Miłość bywa ślepa. Przekonała się o tym mieszkanka Bielska

Internetowe znajomości – o czym przekonało się pewnie wielu z nas – mogą przysporzyć sporo problemów. Tę smutną prawdę poznała 45-letnia mieszkanka Bielska-Białej.
Kobieta na portalu społecznościowym poznała mężczyznę podającego się za żołnierza armii amerykańskiej. Rzekomy, dzielny wojak mamił ją obietnicami wspólnego życia i budowy domu w Polsce, ale postawił pewne warunki. Zapewniał, że spełni obietnicę, ale dopiero wtedy, gdy przyszła partnerka wyśle mu pieniądze na jego bieżące potrzeby.

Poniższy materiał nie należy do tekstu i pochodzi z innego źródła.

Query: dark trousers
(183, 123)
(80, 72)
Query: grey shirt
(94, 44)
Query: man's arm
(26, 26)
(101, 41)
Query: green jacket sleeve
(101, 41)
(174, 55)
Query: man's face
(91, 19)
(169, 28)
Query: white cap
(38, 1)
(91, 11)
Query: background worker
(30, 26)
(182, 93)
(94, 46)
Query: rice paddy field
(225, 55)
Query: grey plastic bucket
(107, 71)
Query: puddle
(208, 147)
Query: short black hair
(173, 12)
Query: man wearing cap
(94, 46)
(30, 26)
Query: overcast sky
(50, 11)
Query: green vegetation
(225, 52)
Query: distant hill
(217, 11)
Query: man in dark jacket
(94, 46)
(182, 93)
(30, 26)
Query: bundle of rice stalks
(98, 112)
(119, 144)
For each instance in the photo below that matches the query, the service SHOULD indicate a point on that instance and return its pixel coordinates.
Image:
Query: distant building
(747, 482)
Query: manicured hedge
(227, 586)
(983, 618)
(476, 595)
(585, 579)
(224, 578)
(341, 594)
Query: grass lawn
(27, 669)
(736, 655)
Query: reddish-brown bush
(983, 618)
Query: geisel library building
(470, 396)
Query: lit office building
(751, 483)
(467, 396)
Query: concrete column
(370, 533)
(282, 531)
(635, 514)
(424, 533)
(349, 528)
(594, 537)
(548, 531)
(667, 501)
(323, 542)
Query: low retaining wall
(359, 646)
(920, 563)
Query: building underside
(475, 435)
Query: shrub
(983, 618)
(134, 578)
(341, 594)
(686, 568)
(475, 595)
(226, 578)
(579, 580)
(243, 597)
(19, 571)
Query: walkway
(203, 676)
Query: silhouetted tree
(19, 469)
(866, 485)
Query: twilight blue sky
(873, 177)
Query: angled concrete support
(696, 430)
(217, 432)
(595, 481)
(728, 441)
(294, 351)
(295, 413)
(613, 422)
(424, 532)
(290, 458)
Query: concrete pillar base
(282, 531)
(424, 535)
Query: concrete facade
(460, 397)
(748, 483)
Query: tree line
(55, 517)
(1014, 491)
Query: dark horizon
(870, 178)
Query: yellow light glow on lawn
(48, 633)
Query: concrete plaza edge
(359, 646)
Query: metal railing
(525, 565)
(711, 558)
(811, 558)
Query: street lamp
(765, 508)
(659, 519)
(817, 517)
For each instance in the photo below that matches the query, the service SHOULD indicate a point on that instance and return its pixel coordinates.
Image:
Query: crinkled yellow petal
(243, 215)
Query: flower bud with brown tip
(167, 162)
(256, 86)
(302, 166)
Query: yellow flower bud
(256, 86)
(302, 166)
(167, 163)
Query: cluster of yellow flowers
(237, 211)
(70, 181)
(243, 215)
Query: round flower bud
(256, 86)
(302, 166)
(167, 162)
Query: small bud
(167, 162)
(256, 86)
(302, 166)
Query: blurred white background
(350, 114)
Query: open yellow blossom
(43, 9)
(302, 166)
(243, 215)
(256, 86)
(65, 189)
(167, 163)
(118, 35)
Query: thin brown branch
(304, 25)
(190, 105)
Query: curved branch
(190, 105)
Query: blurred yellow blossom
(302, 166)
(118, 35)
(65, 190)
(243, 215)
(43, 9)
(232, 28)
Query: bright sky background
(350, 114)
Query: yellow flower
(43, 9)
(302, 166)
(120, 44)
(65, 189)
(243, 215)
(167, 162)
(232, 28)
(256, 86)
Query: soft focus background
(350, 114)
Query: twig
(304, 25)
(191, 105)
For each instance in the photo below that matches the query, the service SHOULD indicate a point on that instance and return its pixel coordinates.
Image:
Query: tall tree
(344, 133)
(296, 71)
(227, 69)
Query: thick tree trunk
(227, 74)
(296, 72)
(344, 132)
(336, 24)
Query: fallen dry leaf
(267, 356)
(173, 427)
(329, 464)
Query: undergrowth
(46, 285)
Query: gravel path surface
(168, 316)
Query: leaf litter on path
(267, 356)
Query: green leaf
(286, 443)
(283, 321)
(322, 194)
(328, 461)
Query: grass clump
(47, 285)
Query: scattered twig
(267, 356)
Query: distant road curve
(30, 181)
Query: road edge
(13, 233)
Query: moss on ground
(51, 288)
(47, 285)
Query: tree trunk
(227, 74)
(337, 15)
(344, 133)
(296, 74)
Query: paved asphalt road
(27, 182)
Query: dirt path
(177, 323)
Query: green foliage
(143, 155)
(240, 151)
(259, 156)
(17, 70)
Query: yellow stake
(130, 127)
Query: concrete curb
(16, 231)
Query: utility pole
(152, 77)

Zapewniał, że sam nie może korzystać ze swojego konta i zgromadzonych na nim oszczędności. Okazało się, że było to zwykłe oszustwo.
To historia, jakich wiele
Para poznała się na portalu społecznościowym w ostatnich dniach grudnia. Korespondowała ze sobą przez kilka tygodni. 45-letnia kobieta była przekonana, że pisze z żołnierzem armii amerykańskiej. Mężczyzna zdobył jej zaufanie. Twierdził, że jest architektem marynarki wojennej i obecnie przebywa na misji na Morzu Norweskim. Wmawiał swojej ofierze, że jest rozwodnikiem i samotnym ojcem. Przekonał kobietę o tym, że się w niej zakochał, chce z nią założyć rodzinę i zamieszkać w Polsce. Twierdził jednocześnie, że nie ma możliwości korzystania ze swojego konta bankowego i zdeponowanych na nim oszczędności. Poprosił o pieniądze na bieżące potrzeby – zakup żywności, telefonu komórkowego oraz opłatę czesnego za szkołę córki. Przekonywał, że po powrocie z misji i zamieszkaniu w Polsce wybudują dom i będą żyli z jego oszczędności. Kobieta przekazała oszustowi ponad 8 tysięcy złotych, realizując przelewy w kryptowalucie internetowej. W końcu zdała sobie sprawę, że została oszukana.
W podobny sposób oszukać dały się także inne mieszkanki Podbeskidzia: 57-letnia bielszczanka, która straciła prawie 100 tysięcy złotych oraz 45-latka, która przekazała na konto oszusta blisko 60 tysięcy złotych.